Randy Blankenhorn, a veteran transportation expert who has been secretary of the Illinois Department of Transportation for seven months, provided numerous examples during a speech in downtown Chicago about how IDOT has suffered from tunnel vision that obsessed over the condition of state roads and bridges but failed to focus on the big picture of moving people and goods more efficiently.

“Do we continue to build overhead message signs (on expressways) that tell me how late I am, or do we do a better job of getting the right information (to the public)?” he said.

He said government officials need to follow the lead of private-sector innovators and technology companies and “think about transportation in a completely new and different way.” A stronger public-private partnership is the key, he said.

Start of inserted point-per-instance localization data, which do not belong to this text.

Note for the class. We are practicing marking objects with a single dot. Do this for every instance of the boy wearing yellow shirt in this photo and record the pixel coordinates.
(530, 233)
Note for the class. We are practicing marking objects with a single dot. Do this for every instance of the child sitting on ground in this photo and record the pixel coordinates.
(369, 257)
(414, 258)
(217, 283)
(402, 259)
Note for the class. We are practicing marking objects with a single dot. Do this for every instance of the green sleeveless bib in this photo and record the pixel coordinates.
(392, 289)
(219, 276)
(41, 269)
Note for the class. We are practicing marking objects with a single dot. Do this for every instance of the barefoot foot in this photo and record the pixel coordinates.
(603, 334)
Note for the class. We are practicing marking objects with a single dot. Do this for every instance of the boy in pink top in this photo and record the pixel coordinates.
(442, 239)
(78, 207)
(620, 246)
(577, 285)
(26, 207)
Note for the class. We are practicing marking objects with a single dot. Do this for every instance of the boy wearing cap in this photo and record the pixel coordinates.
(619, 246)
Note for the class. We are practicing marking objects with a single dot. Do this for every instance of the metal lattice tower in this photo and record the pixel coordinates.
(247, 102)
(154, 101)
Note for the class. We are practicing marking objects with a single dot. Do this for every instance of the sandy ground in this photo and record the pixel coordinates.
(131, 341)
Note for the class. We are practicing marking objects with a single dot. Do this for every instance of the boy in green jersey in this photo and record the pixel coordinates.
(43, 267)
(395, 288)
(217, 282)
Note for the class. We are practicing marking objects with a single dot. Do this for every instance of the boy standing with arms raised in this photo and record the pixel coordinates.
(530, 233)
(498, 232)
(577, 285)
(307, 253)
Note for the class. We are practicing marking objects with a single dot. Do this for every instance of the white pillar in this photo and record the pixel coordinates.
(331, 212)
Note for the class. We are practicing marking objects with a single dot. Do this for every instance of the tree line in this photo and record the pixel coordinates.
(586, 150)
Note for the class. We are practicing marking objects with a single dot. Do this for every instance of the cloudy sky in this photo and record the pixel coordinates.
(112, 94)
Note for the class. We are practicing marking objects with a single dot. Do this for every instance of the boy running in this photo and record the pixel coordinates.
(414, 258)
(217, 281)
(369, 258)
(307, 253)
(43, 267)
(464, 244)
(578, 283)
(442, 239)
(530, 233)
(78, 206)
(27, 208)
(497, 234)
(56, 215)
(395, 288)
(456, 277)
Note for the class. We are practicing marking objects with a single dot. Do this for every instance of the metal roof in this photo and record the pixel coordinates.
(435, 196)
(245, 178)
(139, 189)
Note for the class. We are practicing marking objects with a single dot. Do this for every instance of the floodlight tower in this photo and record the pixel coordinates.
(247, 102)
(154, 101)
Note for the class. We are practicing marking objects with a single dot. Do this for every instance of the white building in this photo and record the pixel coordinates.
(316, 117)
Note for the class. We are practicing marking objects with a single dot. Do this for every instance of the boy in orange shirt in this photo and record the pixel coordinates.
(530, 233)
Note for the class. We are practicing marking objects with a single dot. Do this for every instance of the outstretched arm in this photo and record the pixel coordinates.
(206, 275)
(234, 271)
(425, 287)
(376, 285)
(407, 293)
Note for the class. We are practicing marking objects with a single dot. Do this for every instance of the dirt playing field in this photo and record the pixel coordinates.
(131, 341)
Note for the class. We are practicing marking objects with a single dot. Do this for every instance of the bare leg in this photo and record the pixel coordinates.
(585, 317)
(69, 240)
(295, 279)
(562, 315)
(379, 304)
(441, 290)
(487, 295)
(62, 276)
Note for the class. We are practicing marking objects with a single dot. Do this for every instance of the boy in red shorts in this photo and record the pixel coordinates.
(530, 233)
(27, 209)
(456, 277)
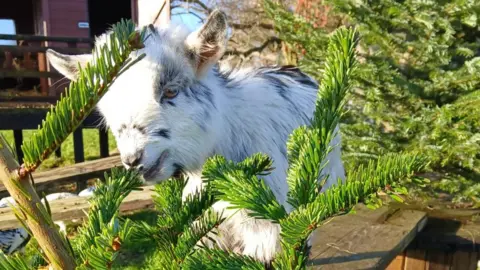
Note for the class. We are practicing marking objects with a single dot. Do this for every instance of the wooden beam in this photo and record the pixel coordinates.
(29, 74)
(46, 38)
(72, 208)
(30, 118)
(66, 50)
(366, 239)
(51, 180)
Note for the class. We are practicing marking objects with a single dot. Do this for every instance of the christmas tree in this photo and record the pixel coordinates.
(183, 224)
(417, 86)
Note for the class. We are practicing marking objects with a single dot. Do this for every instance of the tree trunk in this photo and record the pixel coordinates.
(34, 212)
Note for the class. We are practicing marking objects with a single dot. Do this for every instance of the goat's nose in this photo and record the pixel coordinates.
(132, 161)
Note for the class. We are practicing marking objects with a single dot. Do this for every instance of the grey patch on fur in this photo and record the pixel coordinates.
(225, 76)
(281, 146)
(165, 133)
(139, 128)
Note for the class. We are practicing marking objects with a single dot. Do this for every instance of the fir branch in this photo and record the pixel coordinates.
(308, 147)
(210, 259)
(13, 262)
(298, 226)
(102, 218)
(239, 185)
(83, 94)
(107, 245)
(201, 228)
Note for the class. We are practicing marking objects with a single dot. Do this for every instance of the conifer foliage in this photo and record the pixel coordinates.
(185, 228)
(417, 85)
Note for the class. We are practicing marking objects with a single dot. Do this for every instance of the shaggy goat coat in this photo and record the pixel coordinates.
(176, 107)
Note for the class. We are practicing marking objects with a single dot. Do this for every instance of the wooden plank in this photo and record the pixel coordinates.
(66, 50)
(364, 240)
(4, 100)
(46, 38)
(30, 118)
(473, 261)
(29, 74)
(461, 260)
(449, 235)
(48, 180)
(397, 263)
(437, 260)
(415, 259)
(72, 208)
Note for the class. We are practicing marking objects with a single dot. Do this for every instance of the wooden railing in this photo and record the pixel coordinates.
(20, 113)
(30, 116)
(38, 51)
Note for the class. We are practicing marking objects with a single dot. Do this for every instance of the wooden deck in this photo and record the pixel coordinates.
(366, 239)
(73, 208)
(51, 181)
(442, 244)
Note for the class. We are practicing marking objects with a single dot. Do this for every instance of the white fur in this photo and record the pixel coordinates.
(249, 116)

“IDOT is not going to come up with the solution. It is going to be you,” Blankenhorn told a City Club of Chicago audience, consisting mostly of professionals in the transportation industry.

During a statewide “listening tour” earlier this year aimed at generating public input on specific transportation problems and possible solutions, Blankenhorn said he heard from a company executive who said he basically uses highways and intermodal truck-to-train facilities as warehouses because freight traffic moves so slowly.

And he was told about 4-year-old kids who spend an hour on the bus each way going to and from their preschool.

“That’s a transportation system that is not working,” said Blankenhorn, who was executive director of the Chicago Metropolitan Agency for Planning since its inception in 2006 until January, when Republican Gov. Bruce Rauner appointed him to head IDOT. Blankenhorn worked at IDOT from 1984-2006 in planning and policy roles.

“We haven’t thought broadly enough as an agency. … It’s not about this highway or that bus or that transit line or that waterway. It’s about what are we doing to make sure the system works every day for people who are moving goods, for the public and the strength of our communities,” he said.

“We have cars that communicate with each other. Cars that share information through the cloud (computing and data storage). This is the future that we are not used to in the transportation industry, and we certainly are not used to at the Illinois Department of Transportation,” Blankenhorn said.

“I want to stop talking and start doing,” he said, but he also acknowledged very little progress is likely until Rauner and the Democrats who control the General Assembly end a political impasse that has delayed passage of a state budget. Once an operating budget is approved, Rauner told IDOT that he supports spending “billions of dollars” on transportation projects, Blankenhorn said.

Blankenhorn was asked by a member of the audience whether he supports creation of high-occupancy vehicle lanes on Chicago-area expressways. HOV lanes, long common in many large urban areas, are restricted for use during peak travel hours by drivers carrying at least one passenger.

“HOV lanes are not where the future lies,” the IDOT secretary responded. Instead, he advocated implementation of express toll lanes, perhaps starting on the Eisenhower (I-290) or Stevenson (I-55) expressways if new lanes were added to those highways.

Under the express toll lane concept, the amount of the toll would vary depending on the time of day and traffic congestion. Drivers would have the option of paying to use the tolled express lanes or staying on the regular lanes where the number of vehicles and the travel times presumably would be higher.